When I started with my native plant garden, saving water was one of my goals. I had a controller with 8 different zones installed and programmed it diligently, based on information from two designers. They had carefully computed how much my low-water and moderate-water plants would need, and how much my techline inline drip irrigation required. Each line was run on a different regimen depending on the type and location of the plants. Then, in late spring, some of the plants did not look too good, and I upped the water regimen a bit. Mr. Mouse did not even tell me how much water we were using that year, we just figured it would be better the next year.
The next year I made a mistake programming the front garden irrigation, and ended up irrigating that area, which used spray, twice as much as planned. In July/August we used almost a unit of water a day. That doesn't sound so bad until you realize that a unit is close to 700 gallons! We use 2.5 units a month in winter, so the garden was getting extravagant amounts. I fixed the programming problem, and things got better. Not great, better.
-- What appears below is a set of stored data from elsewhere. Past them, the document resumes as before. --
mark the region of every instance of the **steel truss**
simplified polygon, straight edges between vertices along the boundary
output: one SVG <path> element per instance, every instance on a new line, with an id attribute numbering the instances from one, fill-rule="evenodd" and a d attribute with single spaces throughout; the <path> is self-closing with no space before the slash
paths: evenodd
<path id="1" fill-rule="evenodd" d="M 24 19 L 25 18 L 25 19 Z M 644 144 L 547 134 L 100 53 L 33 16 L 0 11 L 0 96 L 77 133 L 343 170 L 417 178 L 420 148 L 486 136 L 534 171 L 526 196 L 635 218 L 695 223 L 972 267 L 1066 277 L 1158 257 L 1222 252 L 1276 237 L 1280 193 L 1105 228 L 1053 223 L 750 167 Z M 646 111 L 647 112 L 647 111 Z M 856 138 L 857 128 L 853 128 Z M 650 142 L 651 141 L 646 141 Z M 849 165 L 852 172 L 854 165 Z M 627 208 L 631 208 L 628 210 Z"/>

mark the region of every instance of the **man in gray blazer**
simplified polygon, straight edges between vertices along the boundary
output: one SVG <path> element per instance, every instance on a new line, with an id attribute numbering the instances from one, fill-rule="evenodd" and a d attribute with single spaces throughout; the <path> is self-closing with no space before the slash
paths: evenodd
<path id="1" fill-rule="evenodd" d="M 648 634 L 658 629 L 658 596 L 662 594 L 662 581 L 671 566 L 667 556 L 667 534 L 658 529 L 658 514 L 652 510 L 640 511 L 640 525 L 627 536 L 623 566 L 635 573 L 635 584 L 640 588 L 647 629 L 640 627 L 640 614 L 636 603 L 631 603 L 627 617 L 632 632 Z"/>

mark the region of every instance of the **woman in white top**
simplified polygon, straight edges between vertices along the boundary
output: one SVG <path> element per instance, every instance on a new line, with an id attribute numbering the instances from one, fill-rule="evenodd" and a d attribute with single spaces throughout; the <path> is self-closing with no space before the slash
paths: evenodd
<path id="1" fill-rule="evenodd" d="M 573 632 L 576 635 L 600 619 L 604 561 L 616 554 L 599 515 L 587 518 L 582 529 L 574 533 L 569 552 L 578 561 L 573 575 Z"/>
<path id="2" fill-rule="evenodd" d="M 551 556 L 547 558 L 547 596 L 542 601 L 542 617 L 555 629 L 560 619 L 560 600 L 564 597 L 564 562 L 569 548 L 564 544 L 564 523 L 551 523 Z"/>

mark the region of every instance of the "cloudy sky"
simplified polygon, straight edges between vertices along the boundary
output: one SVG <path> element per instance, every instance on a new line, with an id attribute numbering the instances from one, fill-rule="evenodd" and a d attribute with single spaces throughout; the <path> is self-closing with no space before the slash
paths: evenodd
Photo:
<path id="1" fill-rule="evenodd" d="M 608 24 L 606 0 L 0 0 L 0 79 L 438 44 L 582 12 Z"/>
Next year I needed a new controller, and programmed that. I like to start the program in March at 40% of normal, then increase. The controller somehow managed misunderstand my programming, and increased the times I had programmed by ridiculous amounts. Unfortunately, I didn't notice that until the bill for July/August came in. Almost a unit of water a day. I felt cursed and vowed to put natives into the front garden, because the spray irrigation there was the biggest problem (It had been running 20 minutes three times a week, lawns can live on that).
In the fall, I finally replaced the lush front garden vegetation with natives. The design and remodel was great fun, as chronicled in the Great Front Garden Remodel posts. I asked the contractor to check that the front irrigation was working, but planned on not running it. Instead, I was going to hand water every 10 days or so in the first year, and cut back the years after.
To be safe, I called in my irrigation guy to check all the other lines. He found and fixed 4 small leaks in the back. For the front, I set the run times to zero on the controller. I set the other lines to a lower number than before because the drought was bad and I did want to do my part. Imagine my horror when the March/April water bill came in: 700 gallons a day! Again! I was aghast. I called the irrigation guy, who found that one of the front lines was gushing water into the ground, obvious when one looked at the meter. But how could that be? There were no start times?
Completely confused, I went through the controller programming and also set the start times to zero. Maybe the controller decided to run those lines for an arbitrary number of minutes at the designated start time? There was only one way to find out.
Every morning after I got up I walked outside, opened the concrete lid of the water meter, flipped the meter cover, and wrote down the number. To my great relief, I found that the numbers were well in line with what I had hoped for. Even when I had to hand water some areas after a few hot days, and even when I increased the percentage on the controller the numbers looked promising. Then came the May/June water bill. Finally! We were using around 200 gallons a day.
Now, that's still a lot of water, and I'd prefer to use even less. But the fruit trees and the Camelias need some water. The area under the redwoods needs water because drought-stricken redwoods can become unstable. The plants there are actually low to moderate water consumers (I never buy "regular" or "ample") but it's a pretty big area.
The Mediterranean mounds, shown in the first picture of this post, look attractive if a bit dry with the grasses, ceanothus, and manzanita in July. I'm handwatering new plants, the others are on their own. The salvias and agapanthus, are also attractive with minimal water.
The native current and elderberry further in the back are actually on a different line with more water, and I'm hoping for lush spring bloom.
Closer to the house, the Eriogonum fasciculatum gets afternoon shade and thrives, while the Salvia clevlandii has donned its grey summer foilage. I fill the water barrel fountain twice a week so the goldfish doesn't croak, but that's really very little water.
And I'm watering the pots by hand, enjoying the lush foilage of the ferns and other shade lovers.
Now that the first water bill indicates we've solved this problem, I've cut down the meter check to once a week or so. So far, no other problems have appeared, but I fully intend to stay on top of the water situation. I'll never trust that controller again, and waiting 2 months for the information about water use is just too long. So I'm hoping my vigilance will make it possible that I can enjoy beautiful plants in the garden while keeping water use at an appropriate level.